What’s a picture worth? Premise and Skybox discussed how their approaches to image capture are creating value during the panel “Shelves to Space: What Images Say about Our World.”
Premise catalogues images on a micro-level: it arms its global team of 1100+ members with smartphones and sends them specific photo requests, like storefronts or types of produce. Individually mundane, these images can reveal valuable insights when aggregated, from whether a product is available to health concerns. Deviation from the mean can flag governments or NGOs to potential problems, like food shortages, before it’s too late. And Premise isn’t stopping at one-way communication: ultimately, its goal is to provide value to its contributors by giving them information they can act on at a local level, similar to Waze.

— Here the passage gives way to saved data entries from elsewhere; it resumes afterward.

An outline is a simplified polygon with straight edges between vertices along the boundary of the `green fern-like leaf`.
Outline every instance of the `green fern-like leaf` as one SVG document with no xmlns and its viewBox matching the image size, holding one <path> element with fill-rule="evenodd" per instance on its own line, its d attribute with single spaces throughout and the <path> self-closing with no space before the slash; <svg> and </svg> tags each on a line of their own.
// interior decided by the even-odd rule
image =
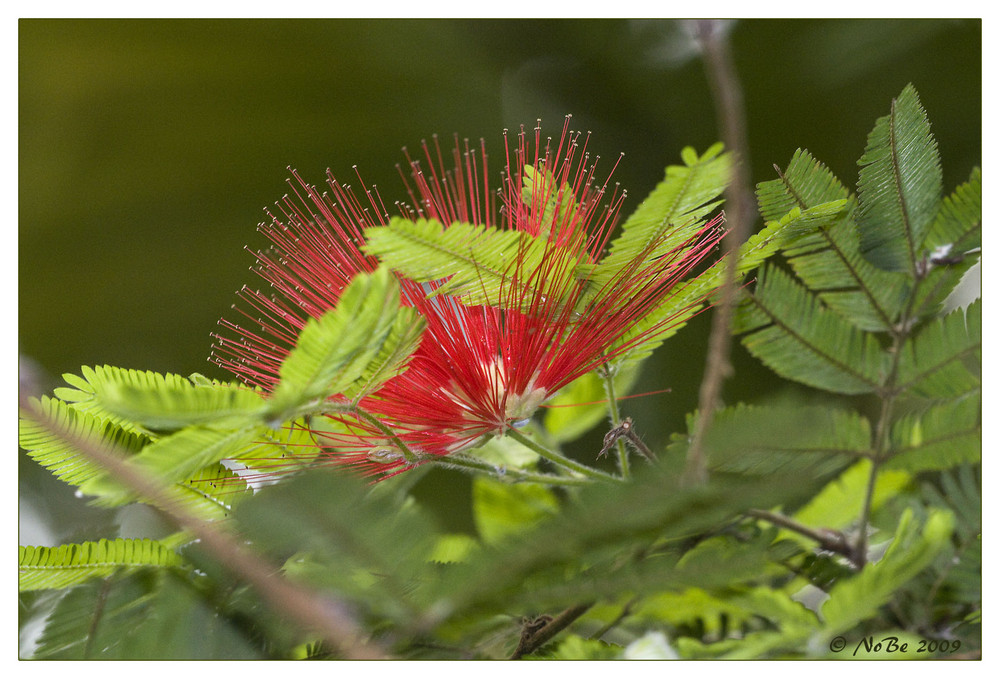
<svg viewBox="0 0 1000 679">
<path fill-rule="evenodd" d="M 964 465 L 941 474 L 937 484 L 925 482 L 921 489 L 930 505 L 946 507 L 955 515 L 955 530 L 963 540 L 983 531 L 982 477 L 981 465 Z"/>
<path fill-rule="evenodd" d="M 406 369 L 427 326 L 426 319 L 410 308 L 400 309 L 378 353 L 365 365 L 345 396 L 360 401 Z"/>
<path fill-rule="evenodd" d="M 699 156 L 688 147 L 684 165 L 671 165 L 666 176 L 622 225 L 608 255 L 588 283 L 600 289 L 622 275 L 637 257 L 650 260 L 676 251 L 705 224 L 729 183 L 730 154 L 716 144 Z"/>
<path fill-rule="evenodd" d="M 846 201 L 842 213 L 818 222 L 811 234 L 790 243 L 785 255 L 806 287 L 846 320 L 863 330 L 893 326 L 906 302 L 910 279 L 882 271 L 861 256 L 853 220 L 855 200 L 826 167 L 800 149 L 778 179 L 758 185 L 757 197 L 768 218 L 782 209 L 813 210 L 831 200 Z"/>
<path fill-rule="evenodd" d="M 981 416 L 979 394 L 974 393 L 901 417 L 892 427 L 893 457 L 886 468 L 921 472 L 979 462 Z"/>
<path fill-rule="evenodd" d="M 897 385 L 908 395 L 953 398 L 980 386 L 982 303 L 931 320 L 901 351 Z"/>
<path fill-rule="evenodd" d="M 780 269 L 761 271 L 750 306 L 756 327 L 743 344 L 782 377 L 841 394 L 870 392 L 885 379 L 887 357 L 876 339 Z"/>
<path fill-rule="evenodd" d="M 757 185 L 757 203 L 765 222 L 778 221 L 795 208 L 805 210 L 850 197 L 840 180 L 803 149 L 795 151 L 779 175 Z"/>
<path fill-rule="evenodd" d="M 105 397 L 117 393 L 122 388 L 134 388 L 145 392 L 159 392 L 164 389 L 183 389 L 190 385 L 187 378 L 173 373 L 160 374 L 151 370 L 130 370 L 110 365 L 84 366 L 80 375 L 65 374 L 63 379 L 69 387 L 59 387 L 53 393 L 81 412 L 91 413 L 108 420 L 129 431 L 149 433 L 137 422 L 108 410 Z"/>
<path fill-rule="evenodd" d="M 983 177 L 977 167 L 969 180 L 944 199 L 924 241 L 925 250 L 951 245 L 952 254 L 981 245 L 983 222 Z"/>
<path fill-rule="evenodd" d="M 35 658 L 84 660 L 120 657 L 123 638 L 150 617 L 155 585 L 139 571 L 92 580 L 70 589 L 48 616 Z"/>
<path fill-rule="evenodd" d="M 70 485 L 79 487 L 104 474 L 104 470 L 81 454 L 70 440 L 113 445 L 126 453 L 137 453 L 150 442 L 141 434 L 126 431 L 58 399 L 42 396 L 36 403 L 42 416 L 52 424 L 22 414 L 18 442 L 29 457 Z"/>
<path fill-rule="evenodd" d="M 210 465 L 176 485 L 172 507 L 205 521 L 228 518 L 233 508 L 253 495 L 247 482 L 221 464 Z"/>
<path fill-rule="evenodd" d="M 366 251 L 420 283 L 431 295 L 452 295 L 471 306 L 527 308 L 555 303 L 575 290 L 582 262 L 568 249 L 530 234 L 497 227 L 394 218 L 365 231 Z"/>
<path fill-rule="evenodd" d="M 647 549 L 650 540 L 695 535 L 750 507 L 801 501 L 811 488 L 791 469 L 776 471 L 768 484 L 727 475 L 697 487 L 679 485 L 658 467 L 643 471 L 646 475 L 637 474 L 635 483 L 585 487 L 571 507 L 505 541 L 503 550 L 470 555 L 451 577 L 434 584 L 435 596 L 445 597 L 459 615 L 509 610 L 515 601 L 533 605 L 544 600 L 556 606 L 588 600 L 584 597 L 596 592 L 623 595 L 635 582 L 651 588 L 690 587 L 711 575 L 721 583 L 746 572 L 749 562 L 720 563 L 706 574 L 678 570 L 676 555 L 664 555 L 659 561 L 643 561 L 634 572 L 623 574 L 617 568 L 627 561 L 625 555 Z M 796 482 L 789 482 L 793 477 Z M 581 560 L 581 554 L 588 558 Z M 755 559 L 751 555 L 750 561 Z M 630 580 L 633 575 L 636 579 Z"/>
<path fill-rule="evenodd" d="M 843 201 L 832 201 L 807 210 L 794 209 L 752 235 L 740 246 L 737 254 L 737 284 L 782 247 L 812 231 L 817 222 L 824 222 L 840 212 L 843 205 Z M 613 364 L 622 366 L 642 361 L 680 331 L 705 308 L 724 284 L 728 266 L 728 260 L 720 259 L 696 277 L 678 285 L 652 311 L 633 323 L 616 343 L 616 346 L 628 345 L 629 350 L 616 357 Z"/>
<path fill-rule="evenodd" d="M 879 268 L 915 275 L 941 200 L 941 166 L 912 85 L 875 123 L 858 164 L 861 253 Z"/>
<path fill-rule="evenodd" d="M 979 261 L 983 199 L 979 168 L 944 199 L 924 241 L 926 274 L 915 293 L 915 315 L 936 313 L 966 272 Z"/>
<path fill-rule="evenodd" d="M 416 347 L 414 334 L 401 329 L 407 324 L 421 327 L 413 309 L 400 307 L 399 284 L 387 269 L 355 277 L 334 309 L 302 328 L 268 404 L 272 422 L 310 402 L 387 379 L 405 360 L 402 349 Z"/>
<path fill-rule="evenodd" d="M 300 471 L 320 454 L 316 438 L 323 426 L 320 423 L 333 422 L 327 417 L 301 418 L 280 429 L 264 429 L 259 431 L 253 445 L 240 450 L 232 459 L 253 470 L 248 475 L 260 480 Z"/>
<path fill-rule="evenodd" d="M 184 482 L 205 467 L 237 458 L 248 448 L 261 445 L 257 439 L 262 430 L 263 427 L 237 430 L 187 427 L 146 446 L 130 462 L 161 483 Z M 102 503 L 120 504 L 141 499 L 108 476 L 90 479 L 80 484 L 80 490 L 99 496 Z"/>
<path fill-rule="evenodd" d="M 260 621 L 258 614 L 257 621 Z M 145 568 L 65 592 L 34 657 L 46 660 L 259 658 L 231 615 L 171 569 Z"/>
<path fill-rule="evenodd" d="M 838 581 L 819 617 L 786 592 L 758 588 L 727 601 L 769 620 L 763 630 L 710 645 L 682 639 L 679 647 L 686 657 L 731 660 L 825 653 L 833 637 L 877 615 L 896 592 L 947 548 L 953 524 L 949 512 L 935 511 L 920 525 L 907 510 L 885 556 L 853 578 Z"/>
<path fill-rule="evenodd" d="M 155 388 L 112 383 L 95 398 L 113 417 L 157 431 L 209 422 L 239 426 L 264 410 L 263 394 L 236 382 L 196 385 L 185 380 Z"/>
<path fill-rule="evenodd" d="M 413 619 L 425 591 L 413 585 L 429 577 L 436 533 L 412 502 L 317 470 L 241 504 L 234 517 L 257 548 L 296 554 L 285 564 L 291 577 Z"/>
<path fill-rule="evenodd" d="M 18 588 L 65 589 L 120 568 L 171 568 L 181 558 L 154 540 L 99 540 L 59 547 L 18 547 Z"/>
<path fill-rule="evenodd" d="M 696 419 L 688 417 L 689 430 Z M 674 445 L 686 444 L 684 437 Z M 719 472 L 766 476 L 796 469 L 803 478 L 821 479 L 868 455 L 871 431 L 865 418 L 849 411 L 739 404 L 714 415 L 705 449 Z"/>
</svg>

Skybox, on the other hand, is truly focused on the big pictures: it builds and launches satellites to take photographs that “index the Earth,” which are then stored and analyzed in their database. As a result, everything from ship movements to oil supplies to humanitarian crises can be monitored from above. And unlike Google Earth, which tends to update every 36 months, each of the 24 satellites pass over a given area eight times a day, giving users like commodities traders and insurance companies the most current information with which to make decisions.
While their methodologies are vastly different, both Premise and Skybox show how images can be turned into data at scale, which can then drive decisions on a macro level. As cameras proliferate and image recognition technology improves, we can only expect that pictures will play a larger role in companies’ strategies.